Nonetheless, your own side-column advertising doesn’t always have to be relevant. Side-column advertising gives you a great opportunity to advertise specifically what you have for sale by creating your own colorful banners. Since you’re advertising yourself (presumably your other publications), irrelevancy is excusable, I suppose, and users will probably forgive you.. But if you have something relevant to advertise, so much the better. Thus, if you have a relevant book for sale, you might even put the book cover image in the side-column as a banner ad.
If you’re a publisher of numerous books or if you’re an author of numerous books, you should have a book catalog at the back of every digital book that you publish. A side-column banner ad on every webpage linking to such a catalog is a good advertising ploy.
Responsive Websites
Responsive websites take the elements of your webpages and shuffle them around so that they make sense on the small screen of a smartphone. It’s difficult to predict exactly where the responsive design will shuffle elements of your webpage to display them on a phone. Therefore, it’s up to you to experiment with the placement of your side-column advertising so that there’s a good chance phone readers will see it.
This may take a bit of trial and error, but presumably, it will pay off in greater response to your ads and greater revenue for your webbook. It is worth mentioning again that 70% of people who read digital publications read them on their smartphones, so paying attention to how a responsive website design displays its webpage components will help your advertising effectiveness.
Individual Ads
Once you establish effective ad placement, it’s time to experiment with individual ads. Try various ads in various different placements to see where you get the best responses, worst responses, or (Zeus forbid) no response. For example, if ad A near the top of the webpage gets a poor response and ad B near the bottom of the webpages gets a great response, switch them. Ad B will get even better response near the top of the page, and your overall response will be greater. Some placements are just better than others, and you want to put your ads with the best response in the best placements. And it behooves you to get rid of ads that don’t bring in significant revenue and instead try new ads.

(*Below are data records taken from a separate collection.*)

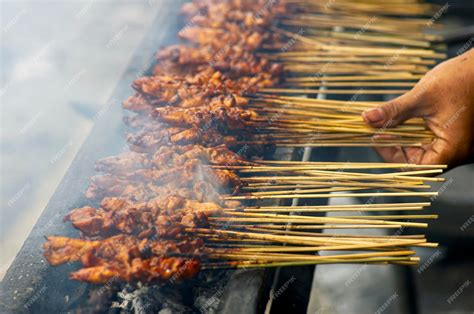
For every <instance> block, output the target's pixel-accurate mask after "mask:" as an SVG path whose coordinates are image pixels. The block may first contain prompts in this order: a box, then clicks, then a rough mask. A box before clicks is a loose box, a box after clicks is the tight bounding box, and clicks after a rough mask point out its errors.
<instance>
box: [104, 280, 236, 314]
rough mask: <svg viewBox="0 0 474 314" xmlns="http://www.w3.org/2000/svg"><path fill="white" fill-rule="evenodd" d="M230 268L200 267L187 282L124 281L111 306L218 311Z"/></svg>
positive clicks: (148, 309) (192, 310)
mask: <svg viewBox="0 0 474 314" xmlns="http://www.w3.org/2000/svg"><path fill="white" fill-rule="evenodd" d="M230 274H231V271H213V272H207V271H202V272H200V273H199V275H198V276H197V278H195V279H194V280H191V281H189V282H183V283H176V284H161V285H153V286H144V285H140V284H139V285H137V286H132V285H129V284H127V285H125V286H124V287H123V289H122V290H121V291H119V292H118V293H117V298H116V301H115V302H113V303H112V305H111V307H112V309H115V310H118V311H119V312H120V313H135V314H145V313H159V314H172V313H173V314H174V313H183V314H188V313H205V314H214V313H218V308H219V305H220V303H221V300H222V297H223V294H224V290H225V286H226V284H227V282H228V280H229V278H230Z"/></svg>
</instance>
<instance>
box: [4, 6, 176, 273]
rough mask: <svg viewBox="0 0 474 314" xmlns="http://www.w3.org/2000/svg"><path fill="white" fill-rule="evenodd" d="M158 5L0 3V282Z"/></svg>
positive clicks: (107, 98)
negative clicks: (13, 257)
mask: <svg viewBox="0 0 474 314" xmlns="http://www.w3.org/2000/svg"><path fill="white" fill-rule="evenodd" d="M166 1H167V0H164V1H161V0H125V1H124V0H120V1H116V0H102V1H95V0H88V1H77V0H71V1H60V0H57V1H48V0H40V1H13V0H12V1H9V0H2V1H0V16H1V28H2V29H1V32H2V34H1V43H0V51H1V56H0V62H1V71H0V72H1V73H0V74H1V76H0V79H1V82H0V88H1V93H0V100H1V109H0V113H1V126H0V137H1V150H0V166H1V170H0V171H1V181H0V185H1V187H0V200H1V204H2V206H1V207H0V252H1V254H0V278H2V277H3V273H4V272H5V271H6V269H7V268H8V265H9V263H10V261H11V260H12V258H13V257H14V256H15V254H16V252H17V251H18V249H19V248H20V246H21V245H22V243H23V241H24V240H25V238H26V237H27V235H28V233H29V232H30V230H31V228H32V226H33V225H34V223H35V222H36V220H37V218H38V217H39V215H40V213H41V211H42V210H43V209H44V207H45V205H46V203H47V202H48V200H49V199H50V197H51V195H52V193H53V192H54V190H55V189H56V187H57V185H58V184H59V181H60V180H61V179H62V177H63V175H64V173H65V171H66V169H67V168H68V166H69V165H70V163H71V161H72V158H73V157H74V156H75V155H76V152H77V150H78V149H79V147H80V146H81V144H82V142H83V140H84V139H85V138H86V136H87V135H88V133H89V130H90V129H91V127H92V125H93V123H94V119H95V117H97V115H98V114H100V112H101V109H103V108H105V107H104V106H108V105H115V106H119V105H120V101H121V100H115V101H114V103H113V104H106V101H107V99H108V97H109V94H110V93H111V91H112V89H113V88H114V86H115V84H116V82H117V80H118V78H119V77H120V75H121V73H122V72H123V71H124V70H125V68H126V66H127V63H128V60H130V57H131V55H132V54H133V51H134V49H135V48H136V46H137V45H138V43H139V41H140V39H141V38H142V36H143V34H144V33H145V30H146V29H147V28H148V25H149V23H150V22H151V20H152V19H153V17H154V15H155V12H156V10H157V9H158V8H159V7H160V6H161V5H166ZM146 67H147V64H144V68H146Z"/></svg>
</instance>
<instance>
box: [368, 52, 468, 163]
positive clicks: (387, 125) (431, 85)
mask: <svg viewBox="0 0 474 314" xmlns="http://www.w3.org/2000/svg"><path fill="white" fill-rule="evenodd" d="M362 117H363V119H364V121H365V122H366V123H367V124H369V125H370V126H372V127H377V128H381V127H387V126H389V127H395V126H397V125H399V124H402V123H403V122H404V121H406V120H408V119H411V118H416V117H420V118H423V119H424V121H425V123H426V126H427V127H428V128H429V129H430V130H431V131H432V132H433V133H434V140H433V141H432V142H431V143H429V144H425V145H423V146H422V147H380V148H376V150H377V152H378V153H379V155H380V156H381V157H382V158H383V159H385V160H386V161H388V162H408V163H416V164H447V165H449V166H450V167H452V166H456V165H459V164H463V163H467V162H469V161H472V160H473V159H474V158H473V157H474V49H471V50H470V51H467V52H466V53H464V54H462V55H460V56H458V57H456V58H453V59H450V60H448V61H445V62H443V63H441V64H439V65H438V66H436V67H435V68H433V69H432V70H431V71H429V72H428V73H427V74H426V75H425V76H424V77H423V78H422V79H421V80H420V81H419V82H418V83H417V84H416V85H415V86H414V87H413V89H411V90H410V91H409V92H407V93H406V94H404V95H402V96H400V97H398V98H396V99H394V100H391V101H389V102H387V103H386V104H383V105H381V106H379V107H376V108H373V109H369V110H366V111H364V112H363V113H362ZM382 134H383V132H382Z"/></svg>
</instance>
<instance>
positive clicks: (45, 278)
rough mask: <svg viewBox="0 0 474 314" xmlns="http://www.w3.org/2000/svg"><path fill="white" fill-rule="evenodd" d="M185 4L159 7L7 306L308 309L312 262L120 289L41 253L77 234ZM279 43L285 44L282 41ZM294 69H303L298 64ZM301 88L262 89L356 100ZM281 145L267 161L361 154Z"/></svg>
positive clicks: (123, 309)
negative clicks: (74, 223)
mask: <svg viewBox="0 0 474 314" xmlns="http://www.w3.org/2000/svg"><path fill="white" fill-rule="evenodd" d="M181 4H182V2H178V1H176V2H173V3H172V4H169V5H167V6H166V7H164V8H163V9H162V10H160V12H159V14H158V16H157V17H156V19H155V21H154V23H153V25H152V26H151V27H150V30H149V31H148V33H147V35H146V36H145V38H144V40H143V42H142V43H141V45H140V46H139V47H138V49H137V51H136V53H135V54H134V56H133V58H132V60H131V62H130V65H129V67H128V70H127V72H126V73H124V75H123V77H122V78H121V80H120V81H119V83H118V85H117V87H116V89H115V91H114V92H113V94H112V96H111V98H110V100H109V102H108V103H107V104H106V105H105V106H104V108H105V109H104V110H103V111H101V112H100V114H98V115H97V117H96V118H97V119H96V124H95V126H94V128H93V130H92V132H91V134H90V136H89V137H88V139H87V141H86V142H85V143H84V145H83V147H82V148H81V150H80V152H79V153H78V155H77V156H76V158H75V160H74V161H73V163H72V165H71V167H70V169H69V170H68V172H67V174H66V175H65V177H64V179H63V180H62V182H61V184H60V186H59V187H58V189H57V191H56V192H55V194H54V195H53V197H52V198H51V200H50V202H49V204H48V206H47V207H46V209H45V210H44V212H43V214H42V216H41V217H40V219H39V220H38V222H37V224H36V226H35V227H34V229H33V231H32V233H31V234H30V236H29V237H28V239H27V240H26V242H25V244H24V245H23V247H22V249H21V251H20V252H19V253H18V255H17V257H16V259H15V261H14V262H13V264H12V266H11V267H10V269H9V271H8V273H7V274H6V276H5V278H4V280H3V282H2V286H1V290H0V293H1V294H0V299H1V300H2V304H1V310H2V312H38V313H44V312H64V311H79V312H81V311H84V312H88V311H91V310H100V311H105V310H110V304H112V307H113V308H121V309H123V310H126V311H135V312H137V313H142V312H156V311H158V310H161V309H169V310H171V311H174V312H183V313H187V312H194V311H201V312H204V313H215V312H219V313H234V312H236V313H237V312H238V313H242V312H244V313H259V312H262V311H264V310H265V309H266V310H268V311H269V310H270V308H272V309H273V311H282V312H283V311H295V312H303V311H305V310H306V308H307V306H308V302H309V294H310V291H311V285H312V280H311V279H312V277H313V274H314V269H315V266H314V265H306V266H298V267H285V268H270V269H241V270H216V271H212V272H203V273H201V274H199V276H198V277H196V278H194V279H192V280H190V281H189V282H185V283H183V284H180V285H176V286H173V287H162V286H138V287H132V286H130V285H120V286H119V288H118V287H117V286H116V285H115V282H114V281H110V282H108V283H107V284H105V285H102V286H91V285H88V284H86V283H80V282H77V281H72V280H69V279H68V274H69V273H70V272H71V271H73V270H75V269H76V268H77V267H76V266H75V265H74V264H72V263H68V264H66V265H63V266H62V267H59V268H52V267H50V266H49V265H48V264H47V262H46V261H45V259H44V257H43V251H42V249H41V247H42V244H43V243H44V241H45V240H44V237H45V236H48V235H63V236H68V237H77V236H78V233H77V231H76V230H74V229H73V228H71V226H70V225H68V224H65V223H63V217H64V216H66V215H67V214H68V212H69V209H71V208H76V207H80V206H83V205H84V204H85V203H87V200H86V199H85V197H84V193H85V192H86V189H87V186H88V178H89V177H91V176H93V175H94V174H95V171H94V163H95V161H96V160H98V159H100V158H103V157H105V156H109V155H112V154H116V153H117V152H120V151H122V150H123V149H124V145H125V142H124V140H123V134H124V132H125V131H126V130H125V126H124V124H123V122H122V118H123V111H122V109H121V106H120V104H119V103H120V102H121V101H122V100H123V99H126V98H127V97H128V96H129V94H130V82H131V81H133V80H134V79H136V78H137V77H138V76H141V75H143V74H149V73H150V72H149V71H150V68H151V67H152V66H153V64H152V62H150V61H149V60H154V53H155V51H156V48H157V47H160V46H165V45H170V44H173V43H175V42H176V33H177V32H178V31H179V30H180V29H182V28H183V27H189V24H186V22H185V21H184V20H182V19H181V17H180V14H179V9H180V6H181ZM158 30H159V33H158ZM330 31H331V32H334V33H337V32H341V28H338V27H334V28H332V29H331V30H330ZM361 36H362V35H361ZM289 37H290V38H291V37H292V36H289ZM278 48H280V49H281V47H278ZM292 62H293V61H291V60H290V61H289V63H291V64H288V67H289V68H291V67H292V66H293V67H295V66H294V65H293V64H292ZM145 69H146V71H145ZM295 71H299V70H298V69H297V68H296V67H295ZM303 72H304V71H303ZM295 82H296V80H295ZM323 85H324V84H323ZM302 86H303V87H302V88H300V89H299V90H296V89H293V90H292V91H291V90H289V89H288V88H289V87H286V86H283V87H281V88H280V89H276V88H273V89H272V88H267V89H266V90H262V92H265V93H276V94H284V95H292V94H294V93H296V94H301V93H305V94H308V96H307V97H308V99H320V100H324V99H325V96H326V95H329V94H331V95H332V96H333V97H331V99H332V100H341V101H345V102H347V103H348V104H351V101H352V102H353V99H350V98H349V97H350V96H351V93H352V92H351V93H349V92H347V93H344V92H337V91H335V90H332V91H331V92H329V91H328V89H327V87H328V86H329V85H328V86H321V87H319V88H318V89H316V91H315V89H313V90H312V91H311V92H308V90H307V88H306V87H304V85H303V84H302ZM313 87H314V86H313ZM316 87H317V85H316ZM301 89H303V90H301ZM307 92H308V93H307ZM390 93H393V91H391V90H388V91H387V92H379V93H376V94H377V95H376V96H370V95H369V94H371V93H369V92H367V93H364V95H363V96H361V97H360V99H358V100H360V101H362V100H364V101H369V100H370V101H372V100H382V99H383V98H382V97H383V96H381V95H383V94H390ZM283 144H284V145H281V146H283V147H280V148H278V149H277V150H276V151H275V152H271V153H267V154H266V155H265V156H264V157H265V159H270V158H272V159H275V160H280V161H284V160H302V161H328V160H336V156H337V155H338V154H339V155H340V156H347V155H346V154H348V155H350V154H360V150H359V149H350V148H348V149H344V150H340V149H339V148H338V147H340V146H352V145H350V143H349V144H348V143H346V144H347V145H346V144H344V143H343V144H334V143H328V144H327V145H320V146H329V147H325V148H318V149H317V150H316V149H311V148H308V147H307V146H311V145H309V144H310V143H308V142H303V143H291V145H290V144H288V145H286V144H287V143H283ZM333 144H334V145H333ZM359 144H360V145H354V146H370V145H366V143H365V144H364V143H359ZM285 146H288V147H285ZM331 146H334V147H331ZM294 147H300V148H294ZM304 147H306V148H304ZM340 158H345V157H340ZM327 203H328V199H327V198H324V197H320V198H314V199H312V198H302V199H298V198H294V199H292V198H289V199H286V200H284V201H281V202H280V203H278V204H279V205H282V206H317V205H325V204H327ZM315 216H317V215H315ZM319 216H321V215H319ZM294 280H297V281H298V283H299V284H298V285H291V284H288V283H291V282H292V281H294ZM282 287H284V288H285V289H284V290H285V291H286V293H284V294H283V293H279V292H278V291H279V289H281V288H282ZM269 296H272V297H269ZM275 296H278V297H275ZM275 309H276V310H275Z"/></svg>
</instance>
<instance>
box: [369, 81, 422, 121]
mask: <svg viewBox="0 0 474 314" xmlns="http://www.w3.org/2000/svg"><path fill="white" fill-rule="evenodd" d="M418 95H419V94H418V93H417V92H416V91H415V89H413V90H411V91H410V92H408V93H406V94H404V95H402V96H400V97H398V98H395V99H394V100H391V101H389V102H387V103H386V104H383V105H381V106H379V107H376V108H372V109H368V110H366V111H364V112H363V113H362V118H363V119H364V121H365V122H366V123H367V124H369V125H370V126H372V127H376V128H381V127H385V128H389V127H394V126H397V125H399V124H400V123H402V122H404V121H405V120H408V119H410V118H414V117H418V116H419V112H420V110H419V109H420V107H421V102H420V101H419V99H418V98H419V97H418Z"/></svg>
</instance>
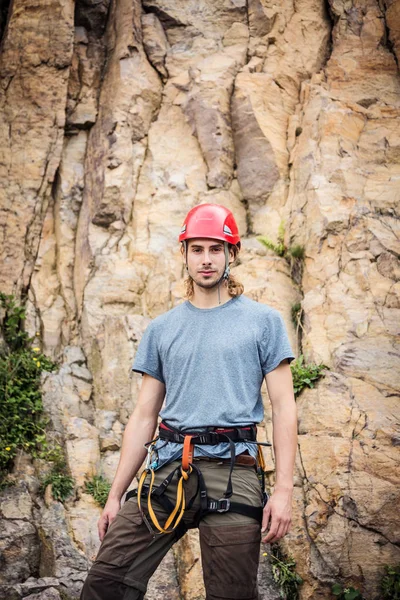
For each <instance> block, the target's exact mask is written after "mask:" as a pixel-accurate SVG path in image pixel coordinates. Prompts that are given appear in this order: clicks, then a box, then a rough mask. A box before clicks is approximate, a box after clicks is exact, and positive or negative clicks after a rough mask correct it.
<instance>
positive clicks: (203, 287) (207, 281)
mask: <svg viewBox="0 0 400 600" xmlns="http://www.w3.org/2000/svg"><path fill="white" fill-rule="evenodd" d="M193 281H194V283H195V284H196V285H198V286H199V287H202V288H204V289H211V288H213V287H215V286H217V285H218V281H219V280H218V279H216V280H214V281H196V279H194V280H193Z"/></svg>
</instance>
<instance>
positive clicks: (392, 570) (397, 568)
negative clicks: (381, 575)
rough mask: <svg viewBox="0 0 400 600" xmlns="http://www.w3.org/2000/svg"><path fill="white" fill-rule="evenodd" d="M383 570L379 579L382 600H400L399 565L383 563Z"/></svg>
mask: <svg viewBox="0 0 400 600" xmlns="http://www.w3.org/2000/svg"><path fill="white" fill-rule="evenodd" d="M385 571H386V575H384V576H383V577H382V581H381V589H382V598H383V600H400V565H397V566H395V567H391V566H389V565H385Z"/></svg>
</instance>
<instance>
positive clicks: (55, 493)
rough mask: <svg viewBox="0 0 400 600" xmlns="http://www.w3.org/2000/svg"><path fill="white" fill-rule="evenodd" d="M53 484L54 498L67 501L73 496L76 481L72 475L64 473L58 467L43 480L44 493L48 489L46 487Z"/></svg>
mask: <svg viewBox="0 0 400 600" xmlns="http://www.w3.org/2000/svg"><path fill="white" fill-rule="evenodd" d="M48 485H51V495H52V496H53V498H54V500H59V501H60V502H65V500H66V499H67V498H68V497H69V496H71V494H72V492H73V491H74V485H75V481H74V479H73V478H72V477H70V476H69V475H67V474H66V473H62V472H61V471H59V470H58V469H53V470H52V471H51V472H50V473H49V474H48V475H46V477H45V478H44V479H43V480H42V483H41V486H40V491H41V493H42V495H43V494H44V492H45V491H46V487H47V486H48Z"/></svg>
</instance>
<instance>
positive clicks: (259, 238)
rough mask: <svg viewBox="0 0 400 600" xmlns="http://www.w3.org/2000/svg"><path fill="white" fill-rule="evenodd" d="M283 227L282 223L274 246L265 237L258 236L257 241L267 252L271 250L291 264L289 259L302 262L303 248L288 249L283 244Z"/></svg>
mask: <svg viewBox="0 0 400 600" xmlns="http://www.w3.org/2000/svg"><path fill="white" fill-rule="evenodd" d="M284 238H285V227H284V224H283V222H281V224H280V225H279V230H278V236H277V243H276V244H275V243H274V242H273V241H272V240H270V239H269V238H268V237H266V236H265V235H260V236H258V237H257V240H258V241H259V242H260V243H261V244H262V245H263V246H265V247H266V248H268V250H272V251H273V252H275V254H277V255H278V256H282V257H283V258H285V259H286V260H287V261H289V262H291V259H298V260H303V258H304V246H299V245H296V246H290V247H289V248H288V247H287V246H286V244H285V239H284Z"/></svg>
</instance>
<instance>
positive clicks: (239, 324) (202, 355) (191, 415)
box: [132, 296, 294, 467]
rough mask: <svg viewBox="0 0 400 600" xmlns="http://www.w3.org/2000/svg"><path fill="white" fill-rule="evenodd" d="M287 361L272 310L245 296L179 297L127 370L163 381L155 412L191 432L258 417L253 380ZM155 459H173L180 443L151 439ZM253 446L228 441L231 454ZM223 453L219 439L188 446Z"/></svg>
mask: <svg viewBox="0 0 400 600" xmlns="http://www.w3.org/2000/svg"><path fill="white" fill-rule="evenodd" d="M285 358H287V359H288V360H289V362H290V361H291V360H293V358H294V356H293V352H292V349H291V347H290V343H289V340H288V336H287V332H286V328H285V325H284V322H283V319H282V317H281V315H280V313H279V312H278V311H277V310H275V309H274V308H272V307H270V306H267V305H266V304H260V303H258V302H254V301H253V300H250V299H249V298H247V297H246V296H238V297H236V298H232V299H231V300H229V301H228V302H226V303H225V304H222V305H221V306H217V307H215V308H210V309H200V308H196V307H195V306H193V305H192V304H191V303H190V302H188V301H187V302H184V303H183V304H180V305H178V306H176V307H175V308H173V309H172V310H170V311H168V312H166V313H165V314H163V315H161V316H159V317H157V318H156V319H154V321H152V322H151V323H150V325H149V326H148V327H147V329H146V331H145V333H144V335H143V338H142V340H141V342H140V344H139V348H138V351H137V354H136V357H135V361H134V363H133V367H132V370H133V371H137V372H139V373H147V374H149V375H151V376H152V377H155V378H156V379H158V380H159V381H161V382H162V383H164V384H165V387H166V396H165V404H164V407H163V409H162V410H161V413H160V415H161V417H162V419H163V420H164V421H166V422H167V423H168V424H170V425H172V427H175V428H176V429H182V430H187V431H199V430H201V429H202V428H205V427H210V426H214V427H215V426H216V427H227V426H228V427H229V426H239V425H249V424H252V423H259V422H260V421H262V419H263V416H264V410H263V403H262V398H261V385H262V382H263V378H264V376H265V375H266V374H267V373H269V372H270V371H272V370H273V369H275V368H276V367H277V366H278V365H279V364H280V363H281V361H282V360H284V359H285ZM157 449H158V464H157V465H155V466H158V467H160V466H161V465H162V464H165V463H166V462H169V461H171V460H175V459H176V458H178V457H179V456H180V454H181V452H182V446H181V445H180V444H174V443H171V442H168V443H165V442H161V441H160V440H159V441H158V443H157ZM245 450H248V451H249V452H250V454H252V455H253V456H255V454H256V450H257V449H256V446H255V445H253V444H247V443H240V444H236V445H235V451H236V454H239V453H241V452H244V451H245ZM201 455H206V456H217V457H219V458H227V457H229V455H230V454H229V445H228V444H227V443H222V444H218V445H217V446H196V449H195V456H201Z"/></svg>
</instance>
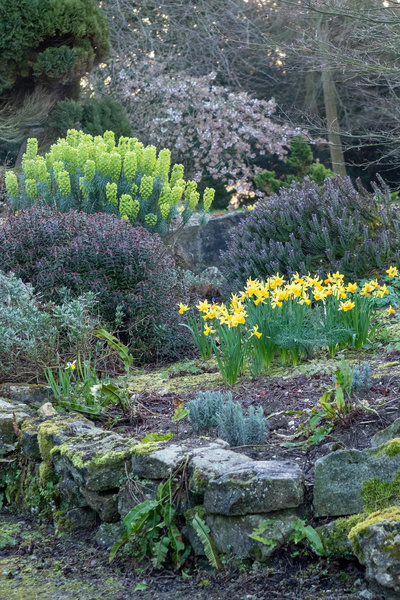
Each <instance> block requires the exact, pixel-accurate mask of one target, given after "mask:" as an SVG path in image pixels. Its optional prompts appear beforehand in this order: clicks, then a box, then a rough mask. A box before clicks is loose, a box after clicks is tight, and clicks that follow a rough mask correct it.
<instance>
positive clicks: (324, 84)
mask: <svg viewBox="0 0 400 600" xmlns="http://www.w3.org/2000/svg"><path fill="white" fill-rule="evenodd" d="M318 35H319V38H320V40H321V41H322V43H323V44H324V45H325V46H326V47H328V48H329V28H328V22H327V17H323V16H322V17H320V20H319V23H318ZM321 78H322V91H323V94H324V104H325V115H326V127H327V130H328V141H329V151H330V153H331V163H332V170H333V171H334V173H337V174H338V175H342V176H343V177H344V176H345V175H346V165H345V162H344V155H343V147H342V140H341V139H340V125H339V117H338V112H337V102H336V88H335V82H334V80H333V76H332V70H331V69H330V67H329V64H327V65H325V68H323V69H322V71H321Z"/></svg>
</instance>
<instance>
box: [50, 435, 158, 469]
mask: <svg viewBox="0 0 400 600" xmlns="http://www.w3.org/2000/svg"><path fill="white" fill-rule="evenodd" d="M106 441H107V440H106ZM85 442H86V443H87V449H85V450H78V448H79V447H80V446H81V445H82V444H84V443H85ZM91 442H93V445H91ZM159 444H161V442H153V443H152V444H139V445H137V444H136V443H135V441H130V440H124V447H122V448H121V442H120V441H119V440H118V439H116V440H115V445H114V447H112V448H110V449H109V450H108V451H106V452H105V451H103V449H102V446H101V439H100V438H99V435H98V432H97V431H96V432H91V431H90V430H89V431H87V432H85V433H83V434H81V435H79V436H76V437H74V438H73V439H72V440H71V441H70V440H68V441H65V442H63V443H62V444H60V446H56V447H53V448H52V449H51V450H50V457H54V455H56V454H60V455H61V456H67V457H68V458H69V460H70V461H71V462H72V464H73V465H74V467H76V468H77V469H84V468H95V467H97V466H101V465H105V464H107V465H108V464H112V463H115V462H120V461H121V460H125V459H129V458H130V456H131V455H132V453H133V452H134V451H136V449H137V448H138V447H142V448H145V447H147V446H157V447H158V446H159ZM91 451H92V452H93V453H92V454H91Z"/></svg>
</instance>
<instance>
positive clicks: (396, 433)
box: [371, 419, 400, 448]
mask: <svg viewBox="0 0 400 600" xmlns="http://www.w3.org/2000/svg"><path fill="white" fill-rule="evenodd" d="M398 437H400V419H396V420H395V421H393V423H392V424H391V425H389V427H386V429H382V431H378V433H376V434H375V435H374V436H373V437H372V438H371V446H372V447H373V448H376V447H377V446H380V445H381V444H386V442H388V441H389V440H393V439H394V438H398Z"/></svg>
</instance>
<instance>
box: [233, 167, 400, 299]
mask: <svg viewBox="0 0 400 600" xmlns="http://www.w3.org/2000/svg"><path fill="white" fill-rule="evenodd" d="M399 241H400V224H399V211H398V208H397V207H396V206H395V205H394V204H393V203H392V202H391V201H390V197H389V194H387V193H386V192H385V191H384V190H383V191H382V190H378V189H377V190H376V192H375V194H372V193H369V192H368V191H367V190H365V189H364V188H362V187H361V186H358V188H357V189H356V188H355V187H354V186H353V185H352V183H351V181H350V179H349V178H341V177H332V178H328V179H326V180H325V182H324V185H323V186H322V187H320V186H319V185H318V184H317V183H315V182H313V181H310V180H309V179H306V180H305V181H304V182H303V183H294V184H292V185H291V187H290V188H282V189H281V190H280V191H279V193H278V194H275V195H273V196H270V197H269V198H266V199H263V200H261V201H259V202H258V203H257V204H256V206H255V208H254V210H252V211H249V214H248V215H247V217H246V219H244V220H243V222H242V223H240V224H239V225H238V226H237V227H236V228H235V229H234V230H233V231H232V233H231V236H230V239H229V242H228V249H227V251H226V252H224V253H223V261H222V265H223V273H224V275H225V277H226V278H227V280H228V281H229V286H230V289H232V290H238V289H241V287H242V286H243V284H244V283H245V281H246V280H247V279H248V278H249V277H253V278H254V277H259V278H265V277H267V276H269V275H273V274H274V273H277V272H279V273H281V274H284V275H290V274H292V273H294V272H296V271H298V272H299V273H308V272H310V273H312V274H314V273H320V272H328V271H337V270H339V271H340V272H341V273H343V274H344V275H345V276H346V278H362V277H366V276H370V275H371V274H373V272H374V271H375V270H378V269H380V270H381V269H382V268H383V267H386V266H387V265H388V264H391V263H397V264H399V263H400V255H399V251H398V247H399Z"/></svg>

Of course, if you don’t need advertising to support your webbook, don’t include it. Right? Actually, wrong! No reader is going to fault you for advertising your own offerings. If you’re an organization, advertise other sales offerings, promote other free offerings, solicit donations, promote your organization, or whatever. If you’re a publisher or author, at the very least advertise your publishing catalog.
The Last Word
What makes sense and what will keep your webbook elegant (compared to the Forbes and Time websites) is to use relevant advertising and to display such advertising as unobtrusively as possible. Make your advertising go with the flow of your webbook, not have it jump out and overwhelm your users.